No matter what your trading style or system parameters, failure to stick to these rules can cause significant damage to your equity. It is also just as dangerous to override a signal given, regardless of the reason.
Below is a chart of UK stock Electrocomponents, which had been in a slow uptrend for a while, until giving an exit signal last Wednesday. Failure to have acted on that signal could have meant losing all the profits gained over the preceding few weeks as the stock gapped down significantly on Friday.
Some people can develop issues where they have developed an emotional attachment to a position, particularly if they have held it for a while and it is in profit. In this business, you have to act in a dispassionate, unemotional manner. If you get an exit signal, act on it! So what if you think the stock is going higher - a systematic trend following method doesn't allow for opinions, it only reacts or generates signals based on price movement, which is the ONLY thing that can give you a profit or a loss.

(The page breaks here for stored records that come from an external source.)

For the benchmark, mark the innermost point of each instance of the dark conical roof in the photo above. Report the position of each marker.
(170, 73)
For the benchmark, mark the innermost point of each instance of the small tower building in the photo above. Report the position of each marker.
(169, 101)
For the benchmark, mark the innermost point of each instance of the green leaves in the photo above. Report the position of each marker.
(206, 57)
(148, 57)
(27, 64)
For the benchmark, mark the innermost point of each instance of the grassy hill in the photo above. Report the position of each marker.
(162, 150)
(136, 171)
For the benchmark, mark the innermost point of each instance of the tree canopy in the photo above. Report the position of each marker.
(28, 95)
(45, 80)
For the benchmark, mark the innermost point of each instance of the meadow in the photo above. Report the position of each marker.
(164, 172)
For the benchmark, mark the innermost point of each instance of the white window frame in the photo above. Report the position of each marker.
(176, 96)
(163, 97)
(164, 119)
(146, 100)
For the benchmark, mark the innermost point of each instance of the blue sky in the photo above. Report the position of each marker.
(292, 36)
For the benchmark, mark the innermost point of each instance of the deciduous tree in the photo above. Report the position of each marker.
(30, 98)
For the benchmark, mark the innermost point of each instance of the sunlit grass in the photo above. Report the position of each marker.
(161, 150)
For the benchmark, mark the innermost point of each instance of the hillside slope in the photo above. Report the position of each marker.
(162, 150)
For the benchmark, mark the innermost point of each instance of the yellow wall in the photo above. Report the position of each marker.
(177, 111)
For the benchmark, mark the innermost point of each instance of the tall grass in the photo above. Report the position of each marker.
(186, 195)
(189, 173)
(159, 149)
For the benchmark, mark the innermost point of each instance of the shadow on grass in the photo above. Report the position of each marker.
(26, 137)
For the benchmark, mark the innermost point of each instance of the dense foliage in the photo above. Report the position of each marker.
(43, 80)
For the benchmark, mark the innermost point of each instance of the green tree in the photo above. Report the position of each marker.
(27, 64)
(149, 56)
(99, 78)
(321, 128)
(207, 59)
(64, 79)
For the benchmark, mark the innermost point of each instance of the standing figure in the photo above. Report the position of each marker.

In my own trading, I always place stops whenever I open a new position, and monitor and update these as required by the system rules. Therefore, I avoid this issue, in that the market itself takes me out of any positions - there is no scope for discretionary decisions. The market does not care whether I am long or short a stock, or whether I am in profit or loss. My stops are placed in accordance with my system rules, and if they get hit, they get hit.
If you are using a systematic approach such as a trend following system it is essential that you keep a review of your positions on a daily basis, as well as update your trading stops as the system requires. Otherwise, what is the point of having rules to follow if (for whatever reason) you don't implement them?